Recita il dizionario:  Eccessivo ritegno nello spendere, a causa di smodato desiderio di possesso di denaro e averi.

“Crepi l’avarizia!”   Quante volte abbiamo pronunciato questa frase. Ogni volta che ci siamo concessi un piccolo lusso. Questo perché l’avarizia è uno dei vizi più spregevoli ed intollerabili.

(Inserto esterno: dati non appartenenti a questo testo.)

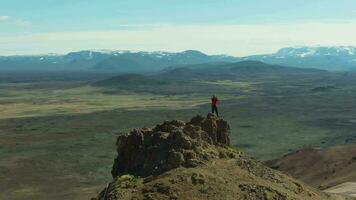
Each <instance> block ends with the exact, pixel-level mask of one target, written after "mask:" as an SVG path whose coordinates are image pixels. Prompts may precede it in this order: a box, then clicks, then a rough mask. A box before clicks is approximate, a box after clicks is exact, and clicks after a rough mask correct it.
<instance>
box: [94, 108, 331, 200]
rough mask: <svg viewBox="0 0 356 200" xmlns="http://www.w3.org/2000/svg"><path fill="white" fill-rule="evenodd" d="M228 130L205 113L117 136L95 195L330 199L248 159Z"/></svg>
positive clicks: (96, 197) (113, 197)
mask: <svg viewBox="0 0 356 200" xmlns="http://www.w3.org/2000/svg"><path fill="white" fill-rule="evenodd" d="M229 130H230V128H229V125H228V123H227V122H226V121H225V120H223V119H221V118H218V117H217V116H215V115H213V114H209V115H208V116H207V117H206V118H204V117H201V116H197V117H194V118H192V119H191V121H189V122H187V123H185V122H182V121H178V120H173V121H166V122H164V123H162V124H159V125H157V126H155V127H153V128H143V129H135V130H133V131H131V132H130V133H129V134H127V135H123V136H119V137H118V140H117V152H118V156H117V158H116V159H115V162H114V165H113V168H112V176H113V178H114V180H113V181H112V182H111V183H109V184H108V186H107V187H106V188H105V189H104V190H103V191H102V192H101V193H100V194H99V195H98V196H97V197H96V198H93V199H95V200H118V199H133V200H156V199H157V200H160V199H162V200H163V199H172V200H174V199H183V200H184V199H241V200H242V199H244V200H255V199H261V200H263V199H273V200H274V199H275V200H284V199H293V200H294V199H295V200H298V199H300V200H322V199H332V197H330V196H327V195H326V194H323V193H322V192H320V191H318V190H316V189H314V188H311V187H309V186H307V185H305V184H303V183H301V182H299V181H297V180H295V179H293V178H291V177H289V176H287V175H284V174H282V173H281V172H278V171H275V170H273V169H270V168H268V167H266V166H264V165H263V164H261V163H259V162H257V161H253V160H250V159H248V158H246V157H245V156H244V154H243V153H242V152H241V151H239V150H237V149H234V148H232V147H231V146H230V141H229Z"/></svg>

Non è difficile riconoscere l’avaro, ma è difficile che l’avaro si riconosca tale.  Di certo, però,  è un individuo che non metterà mai mano al portafoglio, non  regalerà mai nulla, non inviterà mai gli amici… se ne ha!

Riconoscere un individuo posseduto da questo vizio  è assai facile: basta guardarlo negli occhi  quando maneggia oro o denaro.  Egli prova un tale immisurabile piacere nel contemplarlo, che i suoi occhi brillano. Negli occhi dell’avaro, il maneggiare dell’oro e del denaro, comunica l’intima irrefrenabile passione per il suo possesso.  Un piacere fisico.

Non solamente accumulare  ed accrescere il possesso di denaro,  più riconducibile al termine  avidità, ma piuttosto  mantenere e conservare con la più grande cura, quello che già si possiede.

L’avaro è abituato a concentrare le proprie azioni e i propri sforzi unicamente nel soddisfare questo bisogno di possesso. Egli ama possedere denaro, accumularlo,  maneggiarlo, contemplarlo, contarlo e ricontarlo. Ama sentirne il contatto.

Possedere denaro e non  spenderlo,  per l’avaro non è per nulla un vizio, ma una virtù: egli considera peccato  non il risparmio, ma l’uso del denaro. La sua aspirazione, infatti, è solamente il profitto ed il vantaggio pecuniario,  ma senza il suo utilizzo.

Se lo stimolo ad agire  è l’amore  per il guadagno,  la forza dell’avaro  è sicuramente  l’amore per se stesso. L’avaro, dunque, è un egoista. Un individuo che nutre soverchio amore per se stesso e per le cose che gli appartengono e che non vuole dividere e non dividerà mai con alcuno.

Sospettoso ed egoista, l’avaro, soprattutto quello patologico,  è anche ansioso. Ansia che gli viene dal timore di perdere quello che possiede, per la qual ragione,  egli vive assai male il suo vizio capitale. Ma, poiché egli non considera l’avarizia un difetto, ritiene che  la generosità e l’altruismo siano  forme di  debolezza propria e di opportunismo  altrui.  Uscire da questa spirale non è facile. Anzi, è impossibile. Non perché l’avaro sia necessariamente una persona cattiva o meschina, ma perché egli non è consapevole del proprio stato non considera affatto l’avarizia come un difetto.

Esistono, però, due tipi di avarizia,  quella misera e gretta, che è  solo un principio di avarizia e che, pur restando un vizio, è meno grave ed esiste un’altra avarizia,  quella sordida  e misera,  spinta all’estremo.  Quest’ultima, soprattutto,  può risultare  amorale e dannosa per  la  società: sottrarre benessere agli altri, L’av crea povertà e disuguaglianze sociali.